Commerce Secretary talks about the discussions surrounding Cass Railroad
Cass Scenic Railroad has been drawing a countless number of tourists to Pocahontas County since it first opened as a state park in June 1963. AMR has learned that recent discussions between the Department of Commerce and the DNR have some listeners concerned about the park’s future.
Keith Burdette was appointed Cabinet Secretary for the Department of Commerce by Governor Tomblin in December 2010. Burdette said there are ongoing discussions about the future of Cass, but they are aimed at preserving the operation, not splintering it.
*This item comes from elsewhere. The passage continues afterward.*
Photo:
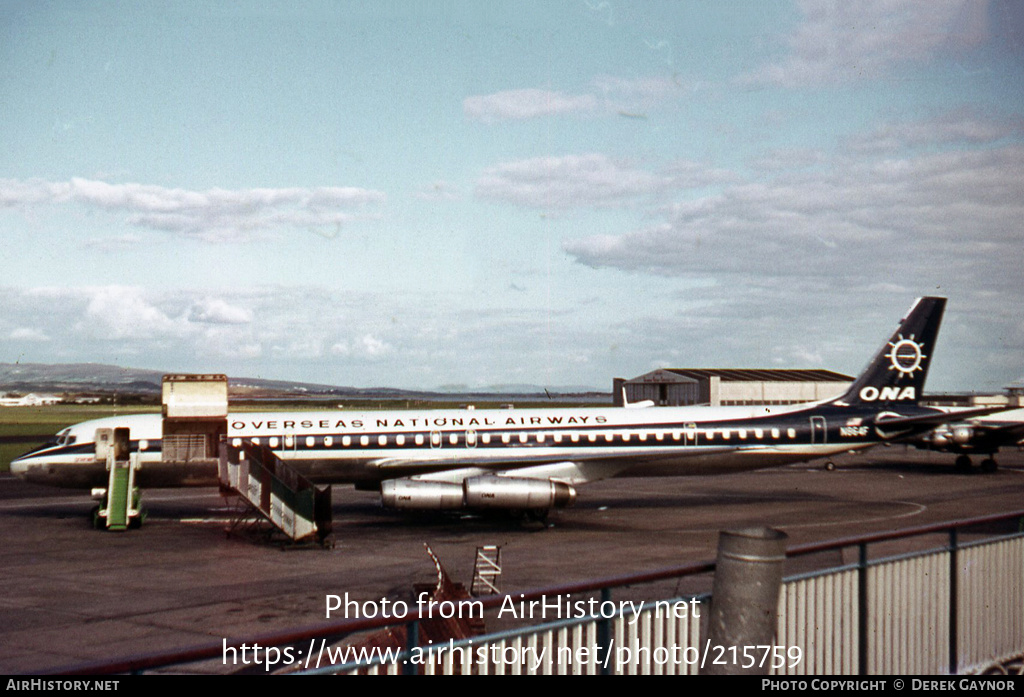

“Cass is a great venue for the state, we very much support it,” explains Burdette. “We have no plans to close it. There’s no plans to privatize the state park or anything like that, but it loses about $1.4 million a year and has immediate maintenance needs totaling well over $2 million. And that’s a tough road for us, and if we’re going to sustain and keep and allow Cass to be part of our system, we need to see if there’s some ways to advance that.”
A Facebook page,”Save Cass Railroad,” was launched recently and has garnered more than 8,000 “likes.”
“There’s significant misinformation on that page,” points out Burdette. “The semblance of truth is, is that the Department of Commerce, the Division of Natural Resources has been having discussion for much of the last year about how we sustain Cass Railroad.”
Burdette stressed that the inter-agency communication is nothing more than a discussion right now.
“We had been talking with the Greenbrier Valley Rail, about some proposals, but the bottom line is there are just discussions right now,” says Burdette. “There’s no proposal out on the table yet, there’s no bid process, there’s no contract. We’re just trying to explore our options to see what we can do, to do exactly what that FaceBook page wants us to do, and that’s to save Cass Railroad.”
According to Burdette, the state values Cass and wants to ensure its future.
“We want to make sure it’s here for a long, long time,” Burdette says. “And if there’s ways we can partner with other organizations, or other rails, to make that a more successful operation, we think we have a responsibility to do that. So, that’s what we’ve been doing and hopefully we’ll come up with a solution that will protect the operation at Cass for a long, long time.”
Burdette said there shouldn’t be any concern about Cass remaining a mainstay for tourism in Pocahontas County.
“In fact just the opposite,” he says. “Our goal is to sustain the rail and enhance the tourism experience. I think it’s safe to say discussions are ongoing, but the discussions are geared towards making the system stronger, not dismantling it.”